We also backed Indonesia’s genocide in East Timor under two presidents, one Republican and one Democratic.

Our current commander in chief and war department head are now threatening a new phase in the (illegal) war on Iran consisting entirely of war crimes and crimes against humanity, and they’re doing so in starkly fanatical religious terms.

Speaking in his capacity as a 40-year Army veteran and a four-year war department honcho, Austin went into considerable detail on how we can destroy countries like Iran better in future. What’s missing is any comment on the illegality of the war, the religion-fueled threat of war crimes coming from the two top civilian military leaders in the country, the previous acquiescence of serving officers—among them his fellow generals, some of whom he undoubtedly promoted—to illegal orders, and reports of strenuous efforts by some of those same officers to fabricate some legal justification for the threatened crimes.

No: What concerns him is that we learn the necessary lessons of asymmetrical warfare. You’d think we’d have learned these lessons during our 70 years or so of post-World War Two experience getting our asses kicked in asymmetrical conflicts, but it’s, you know, a constant evolutionary process.

“Our military,” says Austin, “never stops learning and never stops asking: What worked, what didn’t, and how do we get better?
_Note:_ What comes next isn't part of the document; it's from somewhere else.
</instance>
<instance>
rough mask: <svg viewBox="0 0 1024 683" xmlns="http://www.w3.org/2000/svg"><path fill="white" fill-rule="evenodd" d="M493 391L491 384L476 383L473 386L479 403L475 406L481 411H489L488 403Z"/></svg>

That ensures America’s military remains the best and deadliest fighting force in the world.”

Shades of Whisky Pete and his “lethality” fixation, and his conviction that that’s ultimately what matters, to the apparent exclusion, evidently in Austin’s mind as well, of any enfeebling niceties.

Austin is alarmed by the depletion of both our multi-million dollar “defensive” munitions and the offensive ones we use to commit our war crimes. So along with adapting to the new warfare by mimicking the wily oriental reliance on relatively cheap and easily manufactured drones and missiles that can be continuously resupplied, we need to reinvigorate our conventional war crimes industries—the missile-makers, the fighter/bomber builders and all the other high-tech shit that may not necessarily work well but obviously outclass anything our asymmetric enemies can put in the air or drop from it, all while funneling literally trillions of dollars into merchant of death coffers.
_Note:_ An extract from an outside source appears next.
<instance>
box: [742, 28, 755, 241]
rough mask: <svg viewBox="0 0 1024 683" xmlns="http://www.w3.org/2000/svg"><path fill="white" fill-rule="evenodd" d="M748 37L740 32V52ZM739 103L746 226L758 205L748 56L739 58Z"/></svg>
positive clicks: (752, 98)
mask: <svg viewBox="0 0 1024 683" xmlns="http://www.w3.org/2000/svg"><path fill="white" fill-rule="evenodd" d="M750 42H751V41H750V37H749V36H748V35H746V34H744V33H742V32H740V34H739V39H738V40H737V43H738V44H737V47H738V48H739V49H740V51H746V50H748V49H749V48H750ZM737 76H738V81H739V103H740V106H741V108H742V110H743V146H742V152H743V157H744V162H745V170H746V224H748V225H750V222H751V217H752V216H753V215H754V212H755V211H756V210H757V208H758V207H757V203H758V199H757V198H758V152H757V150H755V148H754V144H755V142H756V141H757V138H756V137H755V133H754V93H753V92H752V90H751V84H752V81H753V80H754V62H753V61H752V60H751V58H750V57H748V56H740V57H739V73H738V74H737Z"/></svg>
We also need wider and deeper stockpiles of munitions and the industrial capacity to rapidly replenish them under pressure. The Ukraine war showed that missiles and interceptors can be burned through faster than anticipated. The Iran war has confirmed that. Boosting production takes more resources, but also deeper partnership with allies: co-producing weapons, sharing production lines and aligning procurement so that the free world’s collective arsenal can be sustained in a prolonged fight. No one country, not even America, can carry that burden alone.

Finally, the Iran war has quickly demonstrated that the economic dimension of modern conflict cannot be treated as secondary. Iran does not need to defeat our outstanding military to impose enormous costs; it only needs to make the Strait of Hormuz too dangerous for tankers to transit.

. . .

We must think seriously about how to deepen our strategic resilience and keep the global economy functioning when an adversary’s strategy hinges on disrupting it. That question is even more urgent when one considers the possibility of a major conflict in the Indo-Pacific, where China’s capacity to impose economic pain far exceeds Iran’s.
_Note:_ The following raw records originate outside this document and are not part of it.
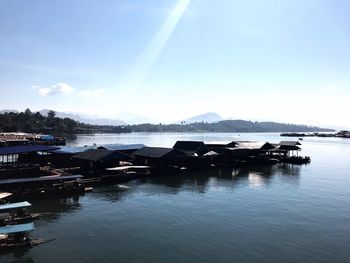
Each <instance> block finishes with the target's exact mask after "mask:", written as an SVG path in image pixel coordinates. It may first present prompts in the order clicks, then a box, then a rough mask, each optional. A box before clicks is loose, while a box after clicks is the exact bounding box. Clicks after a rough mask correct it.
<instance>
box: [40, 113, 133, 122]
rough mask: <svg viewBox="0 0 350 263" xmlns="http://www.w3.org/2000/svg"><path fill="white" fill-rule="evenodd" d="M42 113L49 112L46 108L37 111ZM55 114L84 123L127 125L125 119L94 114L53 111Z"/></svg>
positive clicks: (59, 115)
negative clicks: (91, 114)
mask: <svg viewBox="0 0 350 263" xmlns="http://www.w3.org/2000/svg"><path fill="white" fill-rule="evenodd" d="M39 112H40V113H41V114H42V115H44V116H46V115H47V113H48V112H49V110H48V109H43V110H41V111H39ZM55 112H56V116H57V117H60V118H70V119H73V120H75V121H78V122H82V123H85V124H93V125H115V126H120V125H127V123H126V122H125V121H122V120H118V119H108V118H100V117H95V116H88V115H84V114H80V113H67V112H60V111H55Z"/></svg>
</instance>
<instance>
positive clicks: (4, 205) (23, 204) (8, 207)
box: [0, 201, 31, 210]
mask: <svg viewBox="0 0 350 263" xmlns="http://www.w3.org/2000/svg"><path fill="white" fill-rule="evenodd" d="M29 206H31V204H30V203H28V202H27V201H24V202H18V203H11V204H5V205H0V210H11V209H18V208H26V207H29Z"/></svg>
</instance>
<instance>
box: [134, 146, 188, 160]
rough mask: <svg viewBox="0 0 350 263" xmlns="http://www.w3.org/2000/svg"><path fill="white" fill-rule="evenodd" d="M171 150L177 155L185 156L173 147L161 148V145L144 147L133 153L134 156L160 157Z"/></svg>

You can see a hint of criticism of the regime’s failure to anticipate any of the bad shit that Iran is doing to us, and the failure to line up an Iraq-style coalition to help mitigate the bad shit, along with a hefty dose of exculpation for military leaders who did anticipate the bad shit but whaddaya gonna do. The chain of command is the chain of command.

But mostly it’s a call for investments in the kind of murderous businesses his pirate equity firm finances and his consultancy serves. It is most definitely not a condemnation of what the regime has done in Iran and what it is threatening to do, or a warning to his former comrades to step back from committing crimes against humanity. The chain of command remains the chain of command.

Fuck this guy. He’s gargantuan, as hefty as a lot of the munitions we’re dropping on Iran. Let’s launch him at a drone platform or something.